Finalement, la seule préoccupation de la FIFA par rapport à la présence des turbans sur les terrains de soccer est qu'ils respectent les couleurs de l'équipe, qu'ils ne soient pas attachés au maillot et qu'ils ne constituent pas un danger pour autrui.

On est loin des grands principes de sécurité maladroitement invoqués par la Fédération de soccer du Québec, qui a plongé la province dans un autre épisode de grande noirceur en renvoyant dans leurs cours les garçons qui refusaient de se départir du turban pour obtenir le droit, voire le privilège, de jouer au ballon rond avec les autres gamins de leur quartier.

Le plus beau, dans ce carton vert brandi par la FIFA, c'est qu'il déroule un long tapis rouge devant les dirigeants de la FSQ. Des dirigeants qui pourront rapidement corriger la grossière erreur dont ils se sont rendus coupables. Madame la directrice générale Brigitte Frot pourra même profiter d'un parachute pour adoucir l'impact de sa chute dans la surface de réparation en imputant au flou administratif que la FIFA a éclairci hier sa décision initiale.

En espérant qu'elle changera d'idée, bien sûr.

Ce carton vert permettra aussi à ceux qui avaient profité de ce débat bien inutile pour brandir les droits fondamentaux du Québec à être maître sur ses terrains de soccer, alors qu'il ne l'est pas du tout en raison de son association à la Fédération canadienne, de renvoyer ce vieux piton à l'écurie au lieu de le chevaucher à titre de cheval de bataille.

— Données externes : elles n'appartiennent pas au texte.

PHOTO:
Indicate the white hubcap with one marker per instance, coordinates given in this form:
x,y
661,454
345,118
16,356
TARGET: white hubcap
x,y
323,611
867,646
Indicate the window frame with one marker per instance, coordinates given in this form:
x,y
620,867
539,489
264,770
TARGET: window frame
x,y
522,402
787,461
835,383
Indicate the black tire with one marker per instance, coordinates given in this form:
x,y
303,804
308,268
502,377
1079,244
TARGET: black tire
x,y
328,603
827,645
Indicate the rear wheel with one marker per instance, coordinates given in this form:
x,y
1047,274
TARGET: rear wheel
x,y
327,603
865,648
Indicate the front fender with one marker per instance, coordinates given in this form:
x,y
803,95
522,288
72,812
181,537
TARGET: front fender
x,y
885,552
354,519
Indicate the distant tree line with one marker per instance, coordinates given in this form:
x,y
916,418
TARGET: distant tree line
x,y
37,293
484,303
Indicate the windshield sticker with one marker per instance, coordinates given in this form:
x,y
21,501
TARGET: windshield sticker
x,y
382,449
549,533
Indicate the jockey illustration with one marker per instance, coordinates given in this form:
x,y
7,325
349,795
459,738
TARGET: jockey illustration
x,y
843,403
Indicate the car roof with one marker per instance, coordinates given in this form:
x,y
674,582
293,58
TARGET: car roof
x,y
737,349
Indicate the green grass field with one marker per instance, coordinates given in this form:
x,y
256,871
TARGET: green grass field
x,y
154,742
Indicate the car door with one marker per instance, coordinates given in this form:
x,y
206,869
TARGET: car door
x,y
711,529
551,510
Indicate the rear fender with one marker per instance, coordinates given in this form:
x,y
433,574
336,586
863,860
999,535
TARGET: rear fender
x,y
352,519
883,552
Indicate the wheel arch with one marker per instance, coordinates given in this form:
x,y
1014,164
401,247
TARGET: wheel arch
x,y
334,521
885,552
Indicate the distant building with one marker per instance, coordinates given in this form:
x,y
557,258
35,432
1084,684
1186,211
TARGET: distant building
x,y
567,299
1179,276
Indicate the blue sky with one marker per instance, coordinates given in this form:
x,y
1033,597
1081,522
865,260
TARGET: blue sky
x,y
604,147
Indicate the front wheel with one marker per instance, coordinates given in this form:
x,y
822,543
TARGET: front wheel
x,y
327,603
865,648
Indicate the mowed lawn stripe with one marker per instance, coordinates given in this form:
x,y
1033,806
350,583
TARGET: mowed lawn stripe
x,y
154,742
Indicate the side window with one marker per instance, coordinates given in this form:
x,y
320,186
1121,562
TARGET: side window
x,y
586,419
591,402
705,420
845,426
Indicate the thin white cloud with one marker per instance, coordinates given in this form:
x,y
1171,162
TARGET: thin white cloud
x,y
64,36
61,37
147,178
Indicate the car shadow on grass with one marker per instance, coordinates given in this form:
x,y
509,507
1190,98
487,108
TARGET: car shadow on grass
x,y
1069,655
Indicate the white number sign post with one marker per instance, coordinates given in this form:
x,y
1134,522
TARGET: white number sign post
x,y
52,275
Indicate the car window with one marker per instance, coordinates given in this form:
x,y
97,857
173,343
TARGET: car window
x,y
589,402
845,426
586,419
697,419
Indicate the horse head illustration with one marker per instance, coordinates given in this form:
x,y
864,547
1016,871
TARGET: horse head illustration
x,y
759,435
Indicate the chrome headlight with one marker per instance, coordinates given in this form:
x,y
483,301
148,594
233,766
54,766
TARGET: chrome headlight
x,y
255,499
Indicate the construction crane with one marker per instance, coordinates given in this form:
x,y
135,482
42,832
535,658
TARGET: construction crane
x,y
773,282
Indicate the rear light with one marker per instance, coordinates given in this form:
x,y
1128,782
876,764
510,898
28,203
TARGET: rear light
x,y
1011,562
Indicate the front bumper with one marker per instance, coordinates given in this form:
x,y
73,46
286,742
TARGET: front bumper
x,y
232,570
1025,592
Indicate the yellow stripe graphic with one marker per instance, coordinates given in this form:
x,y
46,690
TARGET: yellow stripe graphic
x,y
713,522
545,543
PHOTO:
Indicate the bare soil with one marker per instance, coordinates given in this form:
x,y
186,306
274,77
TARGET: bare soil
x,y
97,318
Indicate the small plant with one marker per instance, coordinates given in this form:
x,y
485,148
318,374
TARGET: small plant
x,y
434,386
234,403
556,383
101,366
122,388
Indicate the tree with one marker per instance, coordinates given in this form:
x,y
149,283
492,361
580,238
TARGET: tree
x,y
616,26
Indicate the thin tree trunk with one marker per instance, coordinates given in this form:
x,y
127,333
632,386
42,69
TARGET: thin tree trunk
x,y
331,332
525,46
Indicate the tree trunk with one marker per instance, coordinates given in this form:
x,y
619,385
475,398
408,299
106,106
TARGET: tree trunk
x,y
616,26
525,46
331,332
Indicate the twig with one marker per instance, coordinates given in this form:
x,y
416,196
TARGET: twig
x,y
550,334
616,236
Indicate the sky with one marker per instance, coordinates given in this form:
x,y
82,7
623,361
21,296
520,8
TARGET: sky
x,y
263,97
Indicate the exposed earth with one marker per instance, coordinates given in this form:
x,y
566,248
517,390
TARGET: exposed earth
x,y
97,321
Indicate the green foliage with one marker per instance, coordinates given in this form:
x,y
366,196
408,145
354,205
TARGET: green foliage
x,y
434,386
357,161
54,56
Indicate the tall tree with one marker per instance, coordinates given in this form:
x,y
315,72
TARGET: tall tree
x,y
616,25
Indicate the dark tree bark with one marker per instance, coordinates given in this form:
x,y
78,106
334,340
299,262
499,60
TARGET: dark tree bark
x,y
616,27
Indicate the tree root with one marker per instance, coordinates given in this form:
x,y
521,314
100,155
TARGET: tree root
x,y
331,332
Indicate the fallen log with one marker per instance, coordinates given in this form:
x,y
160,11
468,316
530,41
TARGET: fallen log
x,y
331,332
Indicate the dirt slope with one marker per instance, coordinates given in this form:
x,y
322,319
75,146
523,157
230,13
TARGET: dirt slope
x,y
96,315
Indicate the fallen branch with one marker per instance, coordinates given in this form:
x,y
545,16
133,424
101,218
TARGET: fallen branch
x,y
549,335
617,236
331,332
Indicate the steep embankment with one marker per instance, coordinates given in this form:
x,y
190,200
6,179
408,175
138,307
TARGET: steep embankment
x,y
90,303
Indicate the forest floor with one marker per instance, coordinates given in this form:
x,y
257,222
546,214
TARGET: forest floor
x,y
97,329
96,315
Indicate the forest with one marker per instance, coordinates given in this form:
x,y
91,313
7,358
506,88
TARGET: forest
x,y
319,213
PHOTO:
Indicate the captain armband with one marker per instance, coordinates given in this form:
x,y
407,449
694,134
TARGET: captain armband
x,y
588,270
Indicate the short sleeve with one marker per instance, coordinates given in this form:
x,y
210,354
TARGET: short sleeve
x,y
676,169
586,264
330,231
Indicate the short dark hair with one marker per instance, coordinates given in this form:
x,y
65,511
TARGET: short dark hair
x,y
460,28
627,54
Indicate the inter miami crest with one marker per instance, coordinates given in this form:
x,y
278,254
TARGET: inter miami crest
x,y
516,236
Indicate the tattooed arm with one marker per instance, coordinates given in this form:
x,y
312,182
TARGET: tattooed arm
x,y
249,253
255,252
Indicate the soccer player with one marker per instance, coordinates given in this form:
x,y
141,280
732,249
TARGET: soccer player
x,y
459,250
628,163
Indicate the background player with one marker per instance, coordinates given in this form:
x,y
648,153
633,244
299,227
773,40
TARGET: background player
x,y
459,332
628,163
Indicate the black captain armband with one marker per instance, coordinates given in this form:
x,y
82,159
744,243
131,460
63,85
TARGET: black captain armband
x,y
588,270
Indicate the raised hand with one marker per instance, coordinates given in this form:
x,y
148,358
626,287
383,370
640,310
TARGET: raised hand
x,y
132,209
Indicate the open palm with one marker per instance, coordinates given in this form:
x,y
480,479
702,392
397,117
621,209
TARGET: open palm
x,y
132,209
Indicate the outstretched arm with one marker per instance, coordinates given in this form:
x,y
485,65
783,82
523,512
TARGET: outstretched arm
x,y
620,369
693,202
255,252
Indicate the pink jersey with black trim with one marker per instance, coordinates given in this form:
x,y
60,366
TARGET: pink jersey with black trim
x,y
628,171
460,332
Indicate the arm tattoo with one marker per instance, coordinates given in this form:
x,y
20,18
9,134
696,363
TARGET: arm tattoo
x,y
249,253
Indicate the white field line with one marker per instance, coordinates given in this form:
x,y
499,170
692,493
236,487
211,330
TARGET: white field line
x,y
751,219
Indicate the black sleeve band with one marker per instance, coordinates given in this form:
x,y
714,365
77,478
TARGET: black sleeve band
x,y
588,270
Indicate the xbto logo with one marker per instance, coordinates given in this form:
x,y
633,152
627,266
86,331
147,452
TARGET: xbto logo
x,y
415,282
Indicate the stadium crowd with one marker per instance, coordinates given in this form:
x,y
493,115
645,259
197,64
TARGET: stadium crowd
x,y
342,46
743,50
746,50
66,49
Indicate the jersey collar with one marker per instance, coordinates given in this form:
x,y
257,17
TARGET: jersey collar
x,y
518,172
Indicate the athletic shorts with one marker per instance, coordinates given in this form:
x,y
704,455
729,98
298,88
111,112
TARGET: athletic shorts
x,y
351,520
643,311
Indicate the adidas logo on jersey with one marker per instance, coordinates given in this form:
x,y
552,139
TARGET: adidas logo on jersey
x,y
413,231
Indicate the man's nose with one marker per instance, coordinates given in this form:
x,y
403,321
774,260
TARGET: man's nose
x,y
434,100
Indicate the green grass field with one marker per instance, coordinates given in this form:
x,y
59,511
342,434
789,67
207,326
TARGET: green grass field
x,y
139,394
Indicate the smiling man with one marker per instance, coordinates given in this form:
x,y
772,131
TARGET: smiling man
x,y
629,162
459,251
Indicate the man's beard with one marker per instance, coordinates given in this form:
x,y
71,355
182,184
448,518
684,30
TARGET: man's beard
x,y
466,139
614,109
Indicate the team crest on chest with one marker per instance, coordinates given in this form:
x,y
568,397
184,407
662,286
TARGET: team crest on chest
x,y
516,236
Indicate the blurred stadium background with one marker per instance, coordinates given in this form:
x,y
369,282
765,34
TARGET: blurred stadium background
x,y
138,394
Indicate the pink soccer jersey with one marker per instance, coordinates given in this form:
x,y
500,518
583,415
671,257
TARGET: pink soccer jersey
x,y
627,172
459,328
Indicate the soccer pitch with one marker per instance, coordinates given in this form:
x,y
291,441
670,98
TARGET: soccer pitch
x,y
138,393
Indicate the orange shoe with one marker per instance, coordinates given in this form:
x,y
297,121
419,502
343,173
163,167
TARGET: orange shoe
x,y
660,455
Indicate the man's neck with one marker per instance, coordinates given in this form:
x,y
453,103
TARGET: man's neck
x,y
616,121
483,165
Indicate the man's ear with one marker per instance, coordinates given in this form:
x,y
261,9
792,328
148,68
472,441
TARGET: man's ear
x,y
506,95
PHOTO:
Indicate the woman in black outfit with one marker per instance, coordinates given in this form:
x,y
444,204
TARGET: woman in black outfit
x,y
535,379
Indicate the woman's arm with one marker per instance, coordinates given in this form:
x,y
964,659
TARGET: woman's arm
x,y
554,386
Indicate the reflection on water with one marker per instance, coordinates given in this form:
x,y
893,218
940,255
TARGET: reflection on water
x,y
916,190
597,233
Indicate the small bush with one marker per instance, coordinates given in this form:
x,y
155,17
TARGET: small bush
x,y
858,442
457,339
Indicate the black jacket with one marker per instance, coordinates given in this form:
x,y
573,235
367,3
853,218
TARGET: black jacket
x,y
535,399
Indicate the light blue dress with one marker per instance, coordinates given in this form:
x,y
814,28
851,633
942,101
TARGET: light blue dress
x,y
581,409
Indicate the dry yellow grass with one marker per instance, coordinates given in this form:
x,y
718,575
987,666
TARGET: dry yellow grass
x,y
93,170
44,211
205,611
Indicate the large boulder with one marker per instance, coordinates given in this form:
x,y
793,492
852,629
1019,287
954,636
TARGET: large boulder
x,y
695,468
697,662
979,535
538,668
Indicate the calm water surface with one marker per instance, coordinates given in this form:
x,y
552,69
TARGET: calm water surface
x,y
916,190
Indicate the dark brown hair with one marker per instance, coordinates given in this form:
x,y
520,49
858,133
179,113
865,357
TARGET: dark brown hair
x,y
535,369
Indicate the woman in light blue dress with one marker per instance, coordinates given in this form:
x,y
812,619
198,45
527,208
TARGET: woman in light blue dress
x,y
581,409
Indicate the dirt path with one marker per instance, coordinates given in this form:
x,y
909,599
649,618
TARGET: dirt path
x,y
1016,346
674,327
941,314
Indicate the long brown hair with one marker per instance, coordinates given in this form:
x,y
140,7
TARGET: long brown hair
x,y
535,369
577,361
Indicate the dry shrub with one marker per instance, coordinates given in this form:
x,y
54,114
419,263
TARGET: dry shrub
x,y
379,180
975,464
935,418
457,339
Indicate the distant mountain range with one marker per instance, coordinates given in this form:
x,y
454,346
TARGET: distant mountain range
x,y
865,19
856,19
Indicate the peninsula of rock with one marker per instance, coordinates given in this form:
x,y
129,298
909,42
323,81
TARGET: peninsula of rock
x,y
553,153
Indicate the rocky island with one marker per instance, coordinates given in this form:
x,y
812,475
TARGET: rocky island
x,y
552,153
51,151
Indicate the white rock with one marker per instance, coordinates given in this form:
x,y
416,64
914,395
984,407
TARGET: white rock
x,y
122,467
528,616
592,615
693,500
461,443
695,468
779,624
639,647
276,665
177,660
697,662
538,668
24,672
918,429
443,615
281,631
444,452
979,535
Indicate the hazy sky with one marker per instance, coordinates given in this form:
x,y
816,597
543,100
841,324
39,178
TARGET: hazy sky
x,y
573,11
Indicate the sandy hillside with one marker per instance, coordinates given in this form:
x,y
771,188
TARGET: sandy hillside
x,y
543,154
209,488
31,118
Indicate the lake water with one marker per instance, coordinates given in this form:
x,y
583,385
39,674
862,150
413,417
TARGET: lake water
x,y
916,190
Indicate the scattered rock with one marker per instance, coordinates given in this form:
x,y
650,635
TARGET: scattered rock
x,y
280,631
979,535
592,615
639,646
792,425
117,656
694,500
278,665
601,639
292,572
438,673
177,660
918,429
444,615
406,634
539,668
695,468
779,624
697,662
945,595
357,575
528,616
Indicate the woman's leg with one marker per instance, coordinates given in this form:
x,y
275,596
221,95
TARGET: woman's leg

Ce carton vert permettra finalement, et c'est ce qui prime sur tout le reste, à des jeunes privés du plaisir de faire du sport entre amis ou entre adversaires redoutables et redoutés pour des notions sportives et non politiques, de reprendre une place dont ils n'auraient jamais dû être privés.

Et la laïcité dans le sport?

Ça demeure un principe important. Un principe qui ouvre la porte à un débat nécessaire qui aurait pu se faire en échangeant des points de vue de façon raisonnable et non en se frappant à grands coups de pied sur des tibias non protégés.

Un débat que les jeunes avant ou après les matchs et aussi leurs parents assis dans leurs chaises pliantes sur les lignes de côté pourraient amorcer en posant quelques questions bien banales comme: c'est quoi, au juste, que tu portes sur la tête? À quoi ça sert? Est-ce que c'est nécessaire? Est-ce que tu le gardes sous la douche et la nuit quand tu dors? Est-ce que ça te tombe sur les nerfs?

En échangeant ce genre de questions tout en s'échangeant le ballon, les jeunes et les moins jeunes - du moins ceux qui voudront s'en donner la peine - en apprendraient assez sur la culture et la religion de leurs coéquipiers coiffés d'un casque de bain, genre comme, pour comprendre qu'au fond, il n'y a pas vraiment de raison d'avoir peur de cette bande de tissu ou du symbole qu'elle représente.

Il serait aussi intéressant de demander aux parents de l'autre club pourquoi il n'est pas même envisageable de se départir du turban le temps d'un petit match de soccer. Car la question se pose. Pourvu qu'on se donne la peine d'écouter la réponse, et non seulement de l'entendre.

Le carton vert de la FIFA ne représente pas une victoire de la communauté sikhe et de ceux qui l'ont appuyée dans cette triste affaire aux dépens des apôtres de la laïcité.

Il représente tout simplement une victoire du gros bon sens auquel on devrait faire appel plus souvent.